Large amplitude thermally induced vibrations of temperature dependent annular FGM plates
Publication date: Available online 10 November 2018
Source: Composites Part B: Engineering
Author(s): Mehran Javani, Yaser Kiani, M.R. Eslami
Present research deals with the large amplitude thermally induced vibrations of an annular plate made of functionally graded materials (FGMs). One surface of the plate is subjected to rapid surface heating while the other surface is either thermally insulated or kept at reference temperature. The material properties of the constituents are assumed to be temperature dependent. The rule of mixtures is used to obtain the properties of the graded media.
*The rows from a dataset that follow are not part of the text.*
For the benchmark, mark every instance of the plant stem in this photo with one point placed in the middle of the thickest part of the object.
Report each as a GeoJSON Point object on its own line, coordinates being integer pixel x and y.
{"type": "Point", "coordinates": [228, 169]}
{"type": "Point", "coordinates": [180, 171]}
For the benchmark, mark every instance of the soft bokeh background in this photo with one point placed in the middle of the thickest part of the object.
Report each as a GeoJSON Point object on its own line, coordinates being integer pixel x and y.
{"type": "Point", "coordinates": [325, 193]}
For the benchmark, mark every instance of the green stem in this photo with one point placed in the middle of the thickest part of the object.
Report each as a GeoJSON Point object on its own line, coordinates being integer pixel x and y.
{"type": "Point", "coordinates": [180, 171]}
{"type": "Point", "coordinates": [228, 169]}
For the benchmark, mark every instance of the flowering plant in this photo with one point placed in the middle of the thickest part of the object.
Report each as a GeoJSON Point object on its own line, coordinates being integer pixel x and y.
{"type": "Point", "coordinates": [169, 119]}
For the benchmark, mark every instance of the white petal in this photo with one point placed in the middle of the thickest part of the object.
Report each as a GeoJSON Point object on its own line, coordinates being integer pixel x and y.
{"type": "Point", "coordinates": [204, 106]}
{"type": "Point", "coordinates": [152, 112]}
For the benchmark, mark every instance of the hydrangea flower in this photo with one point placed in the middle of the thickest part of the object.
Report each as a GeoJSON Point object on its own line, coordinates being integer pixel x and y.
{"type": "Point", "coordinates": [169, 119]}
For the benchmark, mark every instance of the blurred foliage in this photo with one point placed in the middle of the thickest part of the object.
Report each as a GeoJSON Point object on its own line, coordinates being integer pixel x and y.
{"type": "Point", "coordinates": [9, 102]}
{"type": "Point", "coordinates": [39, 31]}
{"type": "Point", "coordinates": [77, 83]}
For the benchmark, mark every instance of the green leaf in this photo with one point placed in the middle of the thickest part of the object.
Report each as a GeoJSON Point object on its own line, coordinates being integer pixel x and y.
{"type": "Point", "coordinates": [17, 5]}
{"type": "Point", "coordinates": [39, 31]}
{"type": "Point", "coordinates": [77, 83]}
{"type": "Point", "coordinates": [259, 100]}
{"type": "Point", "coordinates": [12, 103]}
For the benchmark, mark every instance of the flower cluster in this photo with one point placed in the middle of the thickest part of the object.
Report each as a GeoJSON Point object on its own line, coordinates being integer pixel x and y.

With the aid of the von Kármán kinematic assumptions and first order shear deformation theory, the governing equations of motion and the associated boundary conditions are obtained. With the aid of the generalized differential quadrature (GDQ) method, these equations are transformed into a set of nonlinear algebraic equations which are solved iteratively using the Newton-Raphson method and Newmark time marching scheme. The temperature profile across the plate thickness is also obtained using the iterative Crank-Nicolson and the GDQ methods. Numerical results are devoted to the effects of temperature dependency, plate thickness, power law index, and boundary conditions of the plate on the large amplitude thermally induced vibrations. It is shown that for thin plates thermally induced vibrations take place and the quasi-static response can not be considered as the true response of the plate under thermal shock.